Twenty years ago Ruth McCarthy was one of about twenty people who “ran up Royal Avenue” in the first ever Belfast Pride Parade.

Two decades on and the Limerick native is director of Outburst Queer Arts Festival, the North’s only, and rapidly growing, LGBT (lesbian, gay, bisexual and transgender) festival which is on in Belfast all this week.

The festival, and the dramatic rise in popularity of the parade which had 15,000 spectators and participants this year, are two of the best examples of how much Belfast has embraced gay culture in less than two decades.

Many of the gay-influenced theatre, film, music and comedy shows at Outburst are sold out and there’s never been a better time to be out and proud in the city. However there’s still plenty of work to do and by aiming Outburst at as wide an audience as possible – not just LGBT – the organisers are trying to do that.

“The tag line of the festival for me was very important –  ‘a celebration of lesbian, gay, bisexual, transgender creativity for everyone’,” she told the Belfast Media Group last week.

“For me it’s important that as people who are LGBT we look at our own culture and lives and explore our own stories before we start looking out.

“But things are really changing when it gets to a stage when people feel welcome and comfortable coming to events where it is not just about the camp side, it’s about looking at LGBT in a more adventurous and creative way so we would totally encourage all sorts of people to come along.”

Ruth insisted that the festival has something for everyone.

“I know that I could bring my Nan along to see the London Gay Men’s Chorus and she would have a laugh. But we also have the likes of the The Year of Magical W*******, one of the most radical and interesting pieces of theatre to come out of Ireland in the last ten years. Something like that is such an important piece of work whether you are gay or straight because it is a kind of ‘state of the nation address’ of where we are at the moment.”

It’s by bringing groundbreaking gay-influenced art to Belfast that the festival can really make a difference to people’s lives, Ruth believes.

“The LGBT Centre in Belfast do the most amazing work trying to change things in the North and there’s a lot yet to be changed.

“What we are doing is exploring those issues but doing it in the most accessible way to bring it to a wider audience and have that conversation on a wider level, hard policy work that is often thankless. What we are about is fun and having a good time and it is also about us looking at ourselves and going ‘what do we need to change, where do we need to go, who are we’?”

One of the best ways to do that is by reaching out to young people.

“We have commissioned the Rainbow Factory Youth Theatre to do a play about being young and gay in Belfast,” explains Ruth.

“That’s the type of work that is important for us to commission because it’s about people exploring issues that we don’t get to see. When you do get to see gay stuff it’s either high camp and drag, which is fine, or it’s heavy and quite depressing and what we are trying to do is explore the reality.”

That reality is different for everyone, but what is crucial is that the likes of Outburst continues to grow the support network for the LGBT community.

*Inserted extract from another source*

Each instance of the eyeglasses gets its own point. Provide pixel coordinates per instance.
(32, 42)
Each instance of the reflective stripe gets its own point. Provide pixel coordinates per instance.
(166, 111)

“The reality is that I am very confident about myself and my sexuality and I am surrounded by good people and I have a good support network, but there are young people, old people, whoever, who don’t have that support network and it is tough,” explained Ruth.

“I was on the first gay pride march in Belfast when there was only about 20 of us. We ran down Royal Avenue and there were things thrown at us other than just words. I look at Pride now and the streets are lined with 10,000 people.

“We have come a huge, huge way but we can’t forget that it is not all happy clappy. We still live in quite a conservative, evangelical country. The support still needs to be there and we will keep on doing what we are doing.”